In der Natur hat der Seeteufel fast keine Feinde außer fleischfressenden Haien, und selbst sie greifen fast nur junge Tiere an. Zusätzlich zu seiner Größe bietet der Seeteufel keinen Schutz vor Feinden. Die für elektrische Rampen charakteristische Brandspitze fehlt oder befindet sich in einem Restzustand und ist für niemanden eine Bedrohung.

Riesenrochenfleisch ist nahrhaft und schmackhaft, die Leber ist eine besondere Delikatesse. Darüber hinaus wird Fleisch in der traditionellen chinesischen Medizin verwendet. Die Jagd auf sie ist für arme lokale Fischer von Vorteil, obwohl sie mit einer erheblichen Lebensgefahr verbunden ist. Mantas gelten als gefährdet.

Es bestand die Überzeugung, dass Mantelstrahlen eine Person im Wasser angreifen, sie mit Flossen ergreifen, auf den Grund ziehen und das Opfer verschlucken können. In Südostasien galt das Treffen mit dem Seeteufel als schlechtes Zeichen und versprach viel Unglück. Einheimische Fischer, die das Junge versehentlich fingen, ließen ihn sofort frei. Vielleicht hat die Population mit niedriger Reproduktionsrate deshalb bis heute überlebt.

Tatsächlich kann Mantarochen Menschen nur dann schaden, wenn sie nach dem Herausspringen aus dem Wasser ins Wasser sinken. Mit seinem großen Körper kann er einen Schwimmer oder ein Boot anhaken.

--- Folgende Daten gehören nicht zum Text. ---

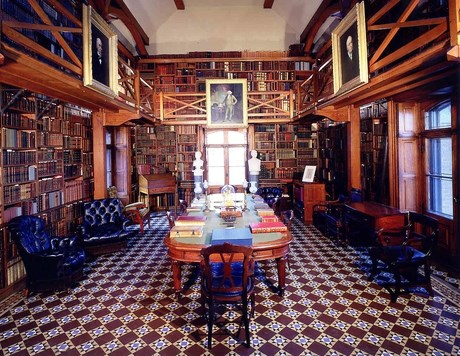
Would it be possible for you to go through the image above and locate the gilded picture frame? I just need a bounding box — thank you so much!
[332,1,369,95]
[83,5,118,98]
[302,166,316,183]
[206,78,248,128]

Das Springen über Wasser ist eine weitere erstaunliche Eigenschaft von Riesenrampen. Der Sprung erreicht eine Höhe von 1,5 Metern über der Wasseroberflächeund dann folgt ein Eintauchen mit dem stärksten Geräusch, das durch einen Schlag eines Zwei-Tonnen-Riesen auf das Wasser verursacht wird. Dieses Geräusch ist in einer Entfernung von mehreren Kilometern zu hören. Augenzeugen zufolge ist das Spektakel jedoch großartig.

Gigantische Hänge sind auch unter Wasser wunderschön und schlagen leicht mit den Flossen, genau wie Flügel, als ob sie im Wasser schwimmen.

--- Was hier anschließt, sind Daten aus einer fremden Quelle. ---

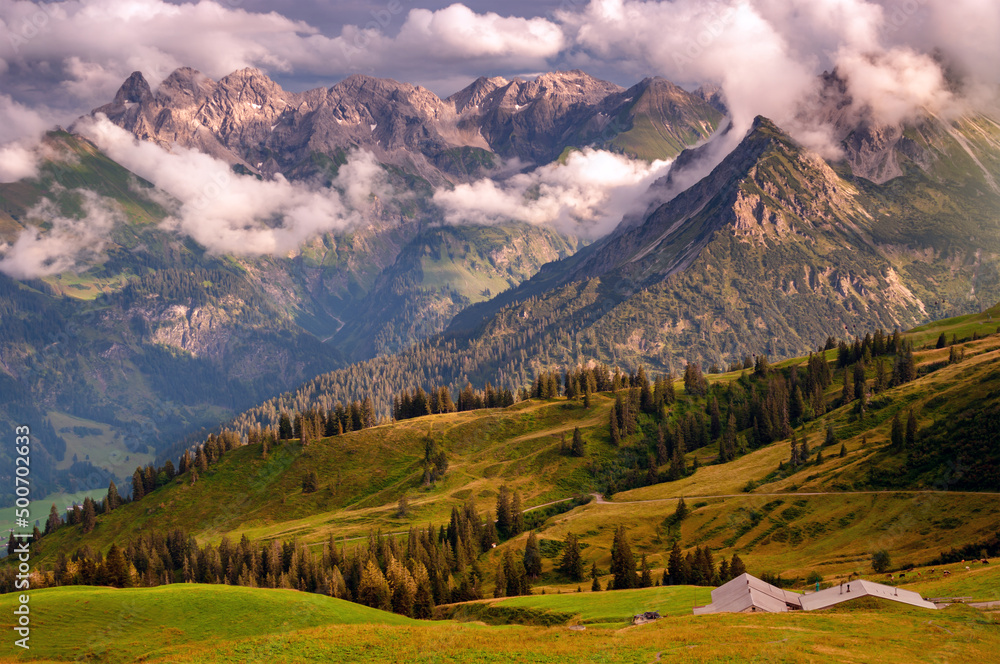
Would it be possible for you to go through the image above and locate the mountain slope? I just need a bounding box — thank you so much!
[27,314,1000,584]
[93,68,722,184]
[450,118,1000,370]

Nur die fünf größten Aquarien der Welt haben Seeteufel. Und auch dort der Fall der Geburt eines Babys in Gefangenschaft in einem japanischen Aquarium im Jahr 2007. Diese Nachricht verbreitete sich in allen Ländern und wurde im Fernsehen gezeigt, was die menschliche Liebe zu diesen erstaunlichen Kreaturen bezeugt.